As your film makes clear, the racial and political dynamics of New Orleans certainly have changed in the decade since Katrina. Back in the early ’70s, while I was still living there, a friend – not a racist, by any means – told me he thought Moon Landrieu would be the city’s last white mayor.
Obviously that wasn't the case. Things change, and politics is not static. And as you see in our film, Mitch Landrieu [son of Moon Landrieu] gets elected. It's partially because of population change, and partially because of the specific politics of the time. That might have been a different thing if there'd been a much stronger African American candidate running against Landrieu. And I wouldn't be surprised at all if the next mayor of New Orleans is African American. It really depends. You still have a majority black population. But politics is not always completely racial. That's partially what our story is about, that Stacy Head wouldn't get elected without some African American support.
As a documentarian, you must be overjoyed to find a colorful subject like Stacy Head. And when you find her and her political advisor, Barbara Lacen-Keller… well, that’s like winning the daily double, right?
Yeah, I totally agree. We're just very, very lucky. Again, I think we're people that knew New Orleans very well. And we're experienced filmmakers. But at the same time, sometimes you just bump into people like them, and you're lucky to have found them. On the other hand, you have to be skillful enough to know that you found them.
You were speaking about the colorful ways that New Orleanians express themselves. Well, you can’t get much more colorful than those two.
Yeah. You look at the confrontation on Election Day between Barbara and the guys with the “No Head, No Racism” signs — you can't make that up. It’s just amazing to have Stacy on the street, when we asked her about the signs, going, "Well, at least they used a nice picture of me." This is a very New Orleans kind of deal.
What was your take on Stacy Head as a politician?
Stacy is a reformer. And whether you like her or not, she has never changed in terms of why she's in politics. Some people like her personality; other people don't. But I think as time has gone on, she's become a much better politician, per se, in terms of, as she said, learning to be more cognizant of how some of the things she says might sound.
There is a rather jarring moment when she speaks disparagingly of wealthy black preachers “taking advantage of their flocks” and trying to influence voters.
She was speaking specifically of her opponents. And in campaigns, that's a pretty lightweight accusation in New Orleans politics.
But when a white candidate says something like that about a black opponent, it can easily be labeled racist.
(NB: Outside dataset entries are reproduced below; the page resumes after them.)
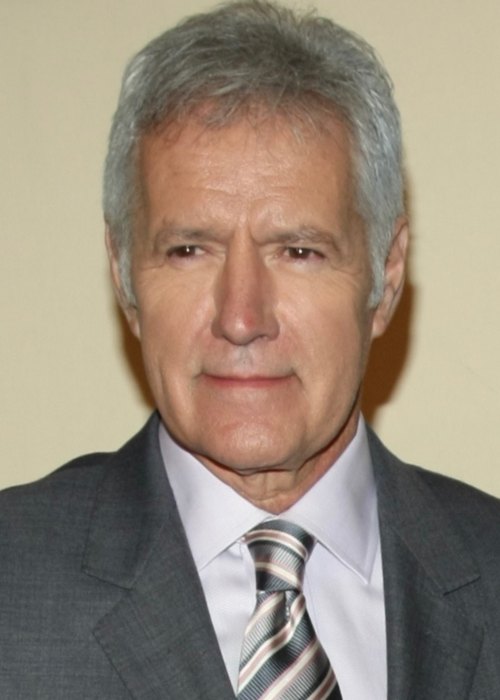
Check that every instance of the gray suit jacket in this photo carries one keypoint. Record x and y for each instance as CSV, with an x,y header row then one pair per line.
x,y
100,599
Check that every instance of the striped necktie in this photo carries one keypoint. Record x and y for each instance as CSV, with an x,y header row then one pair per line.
x,y
282,658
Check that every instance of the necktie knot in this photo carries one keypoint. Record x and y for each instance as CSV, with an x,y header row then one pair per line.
x,y
280,550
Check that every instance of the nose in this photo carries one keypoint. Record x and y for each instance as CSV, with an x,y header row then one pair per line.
x,y
244,297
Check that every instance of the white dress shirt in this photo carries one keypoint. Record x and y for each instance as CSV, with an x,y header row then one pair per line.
x,y
343,582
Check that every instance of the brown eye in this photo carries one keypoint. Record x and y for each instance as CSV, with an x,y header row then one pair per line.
x,y
301,253
183,251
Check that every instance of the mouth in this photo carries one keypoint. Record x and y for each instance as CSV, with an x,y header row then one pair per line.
x,y
254,381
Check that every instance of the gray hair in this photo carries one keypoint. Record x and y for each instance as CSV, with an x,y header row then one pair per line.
x,y
256,52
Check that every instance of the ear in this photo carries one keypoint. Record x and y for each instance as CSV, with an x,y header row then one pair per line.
x,y
394,276
128,308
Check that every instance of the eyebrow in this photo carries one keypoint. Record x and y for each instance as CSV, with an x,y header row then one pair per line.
x,y
305,235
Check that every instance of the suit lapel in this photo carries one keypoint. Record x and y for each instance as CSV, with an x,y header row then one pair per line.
x,y
431,588
158,636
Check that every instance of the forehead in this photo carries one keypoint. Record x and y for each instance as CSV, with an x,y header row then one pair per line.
x,y
247,156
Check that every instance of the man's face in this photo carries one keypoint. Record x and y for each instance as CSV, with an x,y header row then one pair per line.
x,y
252,278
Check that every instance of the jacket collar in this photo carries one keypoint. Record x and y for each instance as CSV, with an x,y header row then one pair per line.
x,y
136,542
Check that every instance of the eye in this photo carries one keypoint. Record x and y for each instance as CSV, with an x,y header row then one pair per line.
x,y
184,251
301,253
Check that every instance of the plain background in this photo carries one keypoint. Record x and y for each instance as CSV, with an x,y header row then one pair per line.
x,y
67,381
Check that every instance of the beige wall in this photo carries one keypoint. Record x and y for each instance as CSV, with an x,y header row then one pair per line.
x,y
65,382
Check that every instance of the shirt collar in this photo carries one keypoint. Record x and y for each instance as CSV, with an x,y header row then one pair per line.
x,y
340,510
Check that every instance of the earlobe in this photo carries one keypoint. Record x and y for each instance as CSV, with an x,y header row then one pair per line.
x,y
129,309
394,276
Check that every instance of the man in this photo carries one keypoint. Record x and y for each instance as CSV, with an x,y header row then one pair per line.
x,y
257,241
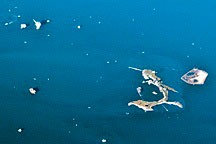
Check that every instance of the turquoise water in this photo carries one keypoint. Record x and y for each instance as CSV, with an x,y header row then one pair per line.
x,y
83,74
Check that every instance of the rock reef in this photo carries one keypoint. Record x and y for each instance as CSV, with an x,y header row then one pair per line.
x,y
151,79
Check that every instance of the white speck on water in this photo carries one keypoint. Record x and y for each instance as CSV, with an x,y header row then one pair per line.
x,y
19,130
10,22
103,140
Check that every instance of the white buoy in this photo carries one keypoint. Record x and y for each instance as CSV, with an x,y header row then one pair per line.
x,y
78,26
37,24
23,26
32,91
20,130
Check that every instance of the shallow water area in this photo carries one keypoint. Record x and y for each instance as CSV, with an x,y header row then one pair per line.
x,y
83,76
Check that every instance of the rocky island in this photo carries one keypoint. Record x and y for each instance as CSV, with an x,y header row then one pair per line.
x,y
151,79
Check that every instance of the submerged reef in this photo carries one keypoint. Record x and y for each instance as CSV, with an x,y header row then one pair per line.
x,y
151,79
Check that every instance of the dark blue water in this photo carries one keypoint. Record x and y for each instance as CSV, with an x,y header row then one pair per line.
x,y
83,74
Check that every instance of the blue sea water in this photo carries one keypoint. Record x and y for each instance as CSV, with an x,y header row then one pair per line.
x,y
83,74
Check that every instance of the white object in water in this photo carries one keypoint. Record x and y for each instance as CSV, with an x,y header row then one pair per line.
x,y
155,93
23,26
32,91
37,24
20,130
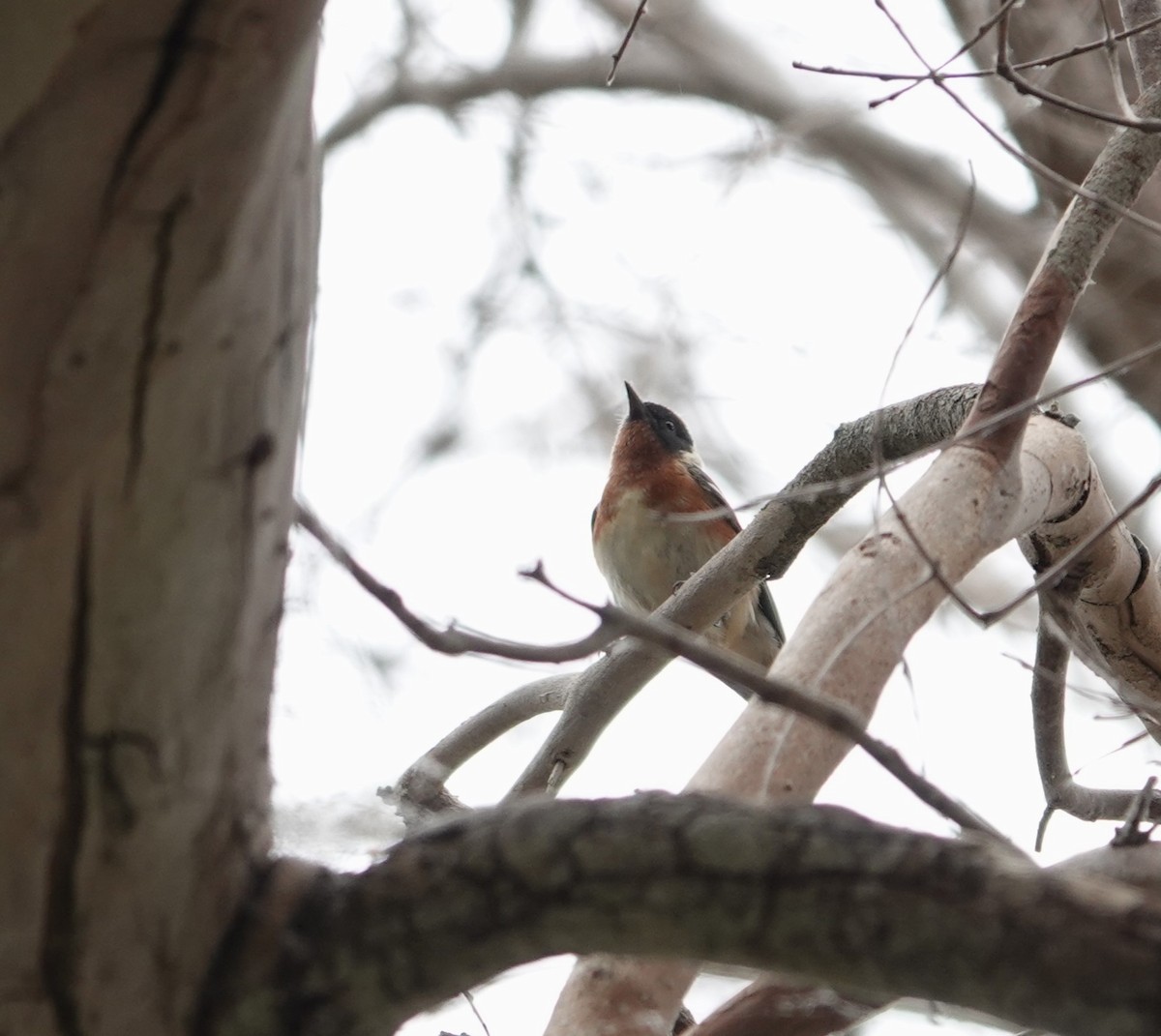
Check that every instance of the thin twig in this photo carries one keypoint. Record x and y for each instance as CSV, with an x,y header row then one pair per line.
x,y
834,716
452,640
1004,70
978,74
625,44
1060,790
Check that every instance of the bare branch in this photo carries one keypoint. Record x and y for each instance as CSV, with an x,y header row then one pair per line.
x,y
422,788
834,716
1119,173
625,44
818,890
1060,790
452,640
765,548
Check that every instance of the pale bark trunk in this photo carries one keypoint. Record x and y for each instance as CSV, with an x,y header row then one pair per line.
x,y
158,223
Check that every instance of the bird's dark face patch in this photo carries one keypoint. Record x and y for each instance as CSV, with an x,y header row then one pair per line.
x,y
669,429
Sure. And some of her opponents tried to do that — and it didn't work. She was able to get, I believe, close to 30 percent of the African-American vote. And at this point, she’s one of the most prominent politicians outside of Mitch in the city.
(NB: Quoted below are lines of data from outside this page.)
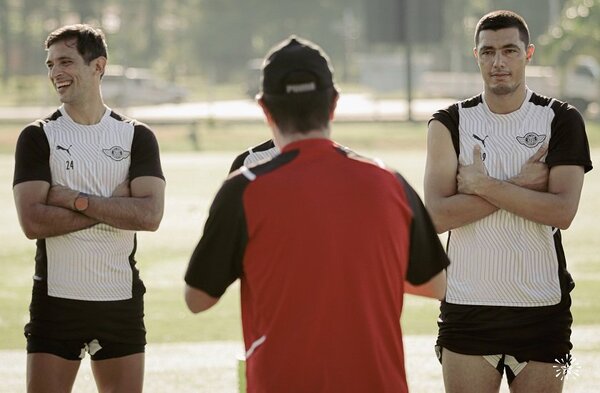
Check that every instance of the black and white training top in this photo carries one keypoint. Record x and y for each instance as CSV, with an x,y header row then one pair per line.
x,y
504,259
96,263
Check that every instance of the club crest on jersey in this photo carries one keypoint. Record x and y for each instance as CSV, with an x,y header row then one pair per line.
x,y
531,139
117,153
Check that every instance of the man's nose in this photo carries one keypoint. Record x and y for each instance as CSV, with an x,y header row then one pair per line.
x,y
498,59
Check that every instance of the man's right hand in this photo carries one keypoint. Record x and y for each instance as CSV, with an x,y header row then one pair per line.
x,y
534,172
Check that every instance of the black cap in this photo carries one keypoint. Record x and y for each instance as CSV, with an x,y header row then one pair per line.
x,y
295,66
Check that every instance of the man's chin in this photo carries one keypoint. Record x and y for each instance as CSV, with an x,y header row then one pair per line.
x,y
502,90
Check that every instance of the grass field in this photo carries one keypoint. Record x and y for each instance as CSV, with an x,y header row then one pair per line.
x,y
192,180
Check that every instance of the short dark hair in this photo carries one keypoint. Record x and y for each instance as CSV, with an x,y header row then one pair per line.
x,y
503,19
301,113
91,42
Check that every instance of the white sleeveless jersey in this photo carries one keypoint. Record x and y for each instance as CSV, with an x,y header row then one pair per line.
x,y
94,263
504,259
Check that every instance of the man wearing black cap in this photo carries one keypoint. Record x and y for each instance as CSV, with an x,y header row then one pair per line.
x,y
325,244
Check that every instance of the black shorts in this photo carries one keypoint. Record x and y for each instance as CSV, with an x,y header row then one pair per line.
x,y
64,326
540,334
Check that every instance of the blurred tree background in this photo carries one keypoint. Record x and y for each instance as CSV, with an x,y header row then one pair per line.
x,y
212,42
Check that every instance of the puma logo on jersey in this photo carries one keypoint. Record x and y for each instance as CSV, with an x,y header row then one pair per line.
x,y
531,139
59,147
117,153
481,140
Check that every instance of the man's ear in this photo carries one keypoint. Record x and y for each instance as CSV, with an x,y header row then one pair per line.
x,y
529,52
333,106
268,116
99,64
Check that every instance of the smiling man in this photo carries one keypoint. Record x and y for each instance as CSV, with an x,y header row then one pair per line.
x,y
85,180
504,175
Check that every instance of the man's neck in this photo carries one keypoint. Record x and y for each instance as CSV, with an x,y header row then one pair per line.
x,y
86,114
284,139
505,103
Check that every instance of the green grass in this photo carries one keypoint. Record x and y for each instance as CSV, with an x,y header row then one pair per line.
x,y
192,180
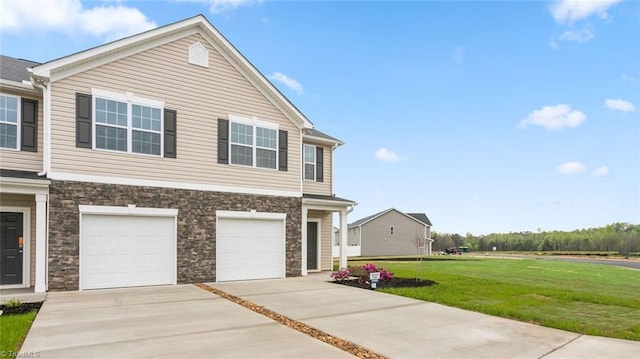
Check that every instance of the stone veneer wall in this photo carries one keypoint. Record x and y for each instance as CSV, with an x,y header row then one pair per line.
x,y
196,225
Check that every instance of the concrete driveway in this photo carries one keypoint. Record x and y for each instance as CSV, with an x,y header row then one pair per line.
x,y
161,322
184,320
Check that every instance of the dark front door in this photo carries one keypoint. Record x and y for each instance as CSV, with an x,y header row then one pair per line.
x,y
312,245
11,244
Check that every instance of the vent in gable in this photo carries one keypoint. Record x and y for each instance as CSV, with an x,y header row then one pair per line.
x,y
198,55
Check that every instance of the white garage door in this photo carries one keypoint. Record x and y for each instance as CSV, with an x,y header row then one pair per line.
x,y
127,251
250,249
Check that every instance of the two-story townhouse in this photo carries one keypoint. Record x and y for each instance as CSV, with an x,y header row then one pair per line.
x,y
165,157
What would you say sets your film apart from other documentaries about post-Katrina New Orleans?
I think we made a film about the real place. I mean, for some people, I think it makes them uncomfortable because New Orleanians are not at all shy to talk about race, and to talk about how they actually feel, and race is a very difficult topic for a lot of Americans to talk honestly about. When we had our premiere in the city, everybody in the film was there. And a lot of those people hate each other, just don't like each other. But they were happy to party together in New Orleans. It's the weirdest, most unique culture of any place I've lived in in the United States. And I'm just happy that we made a really good film that really depicts the New Orleans that we know and love — and are frustrated by at the same time.